To tell it, people who have problems contacting their children intersect, love stories that become havens of hope and solidarity, security forces that struggle to maintain their work at the service of society despite a tendency to extreme right in her environment, a university professor, journalists and scientists who disappear and a long and nourished etcetera of diverse and rich profiles. Among them there is room for heroism that, as the poet has described, “is represented by a group of people that could be a neighborhood association.”



The writer has recognized that Grandes “was much more hopeful about things to come than the average”. “Reading the novel I felt something that the poet Ángel González said, that it is ‘important to learn to lose so as not to give up’. We do not write blind, but there is a need to maintain convictions so as not to give up and have the hope that despite the problems there may be a better alternative”, he has expressed, “if you lose you have to learn to draw conclusions to continue resisting” .

a royal alert

Another of the reflections expressed in the presentation of Everything is going to get better is that “the malaise had been brewing since before the pandemic, especially due to the efforts of strategists to discredit politics. We also see it with respect to justice and journalism.” Situations that the novel reveals and that for the poet are very serious because “they harm democracy.”

Juan Cerezo, director of the Tusquets publishing house, has pointed out that it is something that is evident in society when, in desperation, formulations such as “this would be fixed if a certain person took charge” are heard, without there necessarily having been a deep reflection about who is that figure. This is reflected in the book, in which for the publisher Grandes has had the “cunning to have two very attractive characters as enemies. He always said that to be good bad guys you have to be likeable.”
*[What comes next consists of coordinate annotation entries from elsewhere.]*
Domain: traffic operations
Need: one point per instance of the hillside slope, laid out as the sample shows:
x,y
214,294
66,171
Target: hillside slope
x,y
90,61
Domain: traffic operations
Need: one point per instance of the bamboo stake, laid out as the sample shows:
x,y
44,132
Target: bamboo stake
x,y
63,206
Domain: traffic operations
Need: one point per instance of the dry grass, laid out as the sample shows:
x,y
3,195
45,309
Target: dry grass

Along the same lines, the poet has spoken about the influence of Max Aub, one of the writer’s reference authors, because of how he stated that “sometimes we do not realize what is coming our way and we experience problems with a bit in a hurry, without being able to analyze them”. A way of behaving with and for the world that could lead to “suddenly some characters being involved in Nazi Germany saying ‘if they told me two years ago, I wouldn’t have believed it’”. García Montero has argued that it is something that has been repeated “with the war that Putin has unleashed” and the pandemic: “Scientists have been announcing that something like this could happen for a long time.” “Imagination makes us aware of the problems we have”, he has valued to explain the importance of a novel like Everything is going to get better and its ability to push minds to do so.
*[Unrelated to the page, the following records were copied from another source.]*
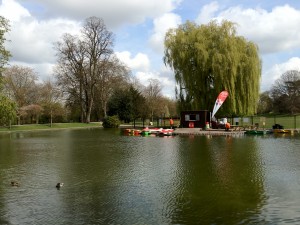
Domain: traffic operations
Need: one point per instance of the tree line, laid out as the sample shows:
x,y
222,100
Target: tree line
x,y
90,83
283,97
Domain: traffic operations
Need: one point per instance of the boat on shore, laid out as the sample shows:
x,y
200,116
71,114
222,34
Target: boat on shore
x,y
257,132
165,132
282,131
149,132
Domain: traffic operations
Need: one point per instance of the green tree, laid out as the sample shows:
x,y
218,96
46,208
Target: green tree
x,y
128,104
265,103
208,59
286,93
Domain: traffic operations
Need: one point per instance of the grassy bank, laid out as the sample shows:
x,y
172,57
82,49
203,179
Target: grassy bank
x,y
29,127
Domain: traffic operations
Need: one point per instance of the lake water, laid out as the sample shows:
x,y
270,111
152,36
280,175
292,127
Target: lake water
x,y
110,178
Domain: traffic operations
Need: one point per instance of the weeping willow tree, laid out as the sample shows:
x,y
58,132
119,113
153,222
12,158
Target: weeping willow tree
x,y
208,59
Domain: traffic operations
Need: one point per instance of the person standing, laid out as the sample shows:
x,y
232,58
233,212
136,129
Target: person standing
x,y
171,123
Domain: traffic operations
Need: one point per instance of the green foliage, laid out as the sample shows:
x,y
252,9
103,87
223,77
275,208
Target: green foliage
x,y
208,59
7,110
265,103
286,93
128,104
111,122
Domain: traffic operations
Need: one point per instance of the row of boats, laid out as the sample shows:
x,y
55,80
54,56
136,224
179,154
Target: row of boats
x,y
150,131
270,131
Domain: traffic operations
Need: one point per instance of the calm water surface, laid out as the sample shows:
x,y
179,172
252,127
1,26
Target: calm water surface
x,y
114,179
The “clumsiness” of Martínez-Almeida

After the death of Grandes in November 2021, Isabel Díaz Ayuso and José Luis Martínez-Almeida refrained from showing their condolences publicly, receiving numerous criticisms from the followers of the author’s work. Reached January, the mayor of Madrid said in an interview that the writer “did not deserve to be the city’s Favorite Daughter”, but that she had agreed to give her recognition in exchange for agreeing on the Budgets with the unruly More Madrid “. Shortly after her statements were published, García Montero dismissed her words as “mean”. “She should treat us Madrid residents with more dignity,” she claimed.

The poet has assessed that at that time “the mayor messed up because they were unnecessary statements that later turned against him.” “Motivated a little by his own internal problems, he came out making some very unpleasant statements at the time of his death,” he lamented.

Alluding to his public position as director of the Cervantes Institute, he has maintained that it is “first of all democracy to know that the institutions belong to everyone”. In such a way that, in carrying out his work, “I respect both those who propose things to me with which I agree and those who do not”. In any case, he assures: “I have no interest in talking to him.” “I appreciate the number of people who have shown their love for Almudena”, he concluded.